Though I think being generous after succeeding is a good thing and to be encouraged, the notion that she puts forward that some part of success is literally owed to society is too muddle-brained not to address. What were considered to be rich people existed, after all, long before roads or general education. The key difference is that "rich," today, looks different from how "rich" would be defined if roads, educated people and so on had not been there. Wealth is largely composed of advantage, and that which is a benefit to everyone is an advantage to no one. True, roads and publicly paid-for education benefit those who become rich, but they also benefitted equally everyone else with whom the rich competed and continue to compete, and who were therefore harder to get richer than. That means that, credit-wise, the whole thing is a wash.
Or to put it more succinctly, circumstances get no credit for anyone having gained advantage by adapting to them. Nor do they get credit for not being worse and requiring more adaptation.

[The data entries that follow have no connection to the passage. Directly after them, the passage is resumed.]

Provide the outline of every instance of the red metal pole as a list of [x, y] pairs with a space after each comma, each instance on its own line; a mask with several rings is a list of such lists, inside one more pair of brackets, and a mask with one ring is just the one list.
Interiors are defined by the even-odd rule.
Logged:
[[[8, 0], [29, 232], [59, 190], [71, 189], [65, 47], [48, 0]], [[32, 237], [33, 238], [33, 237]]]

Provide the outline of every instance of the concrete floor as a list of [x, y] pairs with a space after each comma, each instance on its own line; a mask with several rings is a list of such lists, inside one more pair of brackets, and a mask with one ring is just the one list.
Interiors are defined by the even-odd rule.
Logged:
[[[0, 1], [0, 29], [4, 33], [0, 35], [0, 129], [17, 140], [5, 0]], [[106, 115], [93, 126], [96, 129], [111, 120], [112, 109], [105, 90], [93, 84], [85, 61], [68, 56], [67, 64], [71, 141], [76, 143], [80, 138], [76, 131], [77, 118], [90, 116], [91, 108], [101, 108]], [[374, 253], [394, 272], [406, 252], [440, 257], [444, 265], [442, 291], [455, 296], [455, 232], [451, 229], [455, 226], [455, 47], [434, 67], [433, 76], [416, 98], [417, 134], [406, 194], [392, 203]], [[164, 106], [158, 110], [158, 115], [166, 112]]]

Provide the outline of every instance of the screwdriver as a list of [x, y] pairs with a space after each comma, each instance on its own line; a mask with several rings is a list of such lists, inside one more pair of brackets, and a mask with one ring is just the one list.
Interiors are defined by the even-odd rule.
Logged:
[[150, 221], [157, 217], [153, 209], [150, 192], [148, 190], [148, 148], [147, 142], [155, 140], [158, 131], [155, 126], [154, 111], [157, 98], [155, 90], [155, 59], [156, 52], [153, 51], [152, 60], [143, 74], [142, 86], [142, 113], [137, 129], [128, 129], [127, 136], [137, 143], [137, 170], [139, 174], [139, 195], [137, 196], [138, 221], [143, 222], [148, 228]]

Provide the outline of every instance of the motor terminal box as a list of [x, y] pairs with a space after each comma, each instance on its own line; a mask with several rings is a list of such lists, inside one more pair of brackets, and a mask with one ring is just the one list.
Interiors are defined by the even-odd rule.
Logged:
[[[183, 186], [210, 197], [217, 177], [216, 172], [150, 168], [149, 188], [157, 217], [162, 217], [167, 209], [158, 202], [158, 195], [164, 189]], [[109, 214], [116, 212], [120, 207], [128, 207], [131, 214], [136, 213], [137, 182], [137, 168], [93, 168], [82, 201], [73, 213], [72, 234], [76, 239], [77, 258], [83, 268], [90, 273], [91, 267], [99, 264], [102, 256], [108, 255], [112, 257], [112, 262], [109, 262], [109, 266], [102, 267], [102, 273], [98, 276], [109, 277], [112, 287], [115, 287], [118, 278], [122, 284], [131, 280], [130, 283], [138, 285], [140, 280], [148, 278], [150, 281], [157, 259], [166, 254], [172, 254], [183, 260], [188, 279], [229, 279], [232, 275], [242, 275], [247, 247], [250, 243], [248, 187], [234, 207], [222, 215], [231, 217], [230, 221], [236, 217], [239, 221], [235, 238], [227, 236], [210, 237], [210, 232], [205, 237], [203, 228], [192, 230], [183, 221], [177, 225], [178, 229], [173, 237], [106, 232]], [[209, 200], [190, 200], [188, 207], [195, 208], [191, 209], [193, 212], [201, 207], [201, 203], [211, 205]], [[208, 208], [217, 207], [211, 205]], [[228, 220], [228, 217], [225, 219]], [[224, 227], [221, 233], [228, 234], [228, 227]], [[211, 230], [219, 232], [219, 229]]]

Which is not to say that I think education or roads or, say, the EPA, are bad things. I support taxes to pay for them, up to a point, because I like the things we get that we can't build individually. But manipulating the physical world is one thing, because it has limits and deals with the visible and measurable, and manipulating the social world something quite different, because it has none and deals with the internal, unmeasurable and often selectively self-reported. What Warren is attempting to do is to use the success of government in the former to justify potentially an infinite expansion in the latter. We have, after all, only her implication that the "social contract" is not now being met; no unmanipulable metric exists to limit its expansion. Does the "social contract" require we act as the world's policeman, with our massive military budget a necessary concomitant? The idea of some amorphous "social contract" that takes whatever shape and most especially whatever degree is required to reach the speaker's desired goals-- effectively, a way of disguising intuition and emotion as law-- is one I reject.